If a parametric distribution is used for G(t) in the mixture cure model, the survival curve extrapolates beyond the last event/end of the follow-up. For the mixture cure model with Cox PH model as latency, the cure fraction is set at the level of the survival curve after the last event. Hence, it tends to over-estimate the cure fraction. (see Yu B. et al. 2004 and Question 6 for more detail).

5. When I fit mixture cure model with different parametric distributions G(t), the cure fraction estimates are quite different. Why?

Answer: While all of the parametric models fit the data approximately the same in the observed range of data, they may produce different cure fraction estimates for some cancer sites. Relatively long follow-up is required to obtain an accurate cure fraction estimate. For more details, please see Yu B. et al. (2004).

6. Why are some options not available for some survival models?

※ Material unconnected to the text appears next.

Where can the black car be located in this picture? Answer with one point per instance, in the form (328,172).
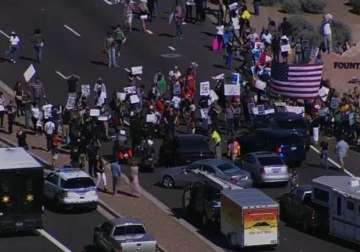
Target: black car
(289,145)
(184,149)
(286,122)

Answer: Depending on the characteristics of the survival data and models, some options are not appropriate or have not been implemented in CanSurv, hence are not available. Here is a list of the options:

When the survival data is individually-listed, only Kaplan-Meier analysis is available; when the data is stratified with grouped survival time, only actuarial analysis is available.
When the survival data is individually-listed, only standard parametric and binary mixture cure survival models are available. The Cox PH model is not available. The graphical plots are not available for individually-listed data either.
When Cox PH model is used for grouped survival data, the option of trying different starting values is not available.

7. Which survival model and which distribution should I use to fit the survival data?

Answer: The analysis should be guided by research interest and exploratory analysis may help decide which survival model to use. The mixture cure models usually provide better fit than the standard survival model if there is clear evidence that the cure exists. However, we would only suggest to use the mixture cure models when the follow-up time is sufficient and most event times have been observed.

There are several criteria to select the "best" latency distribution. For example, Akaike Information Criterion (AIC) is defined as AIC=-2*(Maximum loglikelihood value)+2*(Number of parameters), the model with minimum value of AIC is selected as the best model.

8. How can I create my own graphs?

Answer: You can export the output data file into a cross-tabulated (*.csv) file, which includes the actuarial and estimated survival curves. The data file can be opened by Excel, SAS or Splus to create the graphs you like.

9. Is there a suggested citation for CanSurv?

Answer: There are two suggested citations for CanSurv: one for the software and one for the methods. The citations are listed below and can also be accessed by selecting About from the CanSurv Help menu.

Software Citation:: Cansurv, Version 1.3. February 2014; Statistical Research and Applications Branch, Data Modeling Branch, National Cancer Institute.
Methods Citation:: Gamel JW, Weller EA, Wesley MN, Feuer EJ. Parametric cure models of relative and cause-specific survival for grouped survival times. Comput Methods Programs Biomed 2000;61:99-110.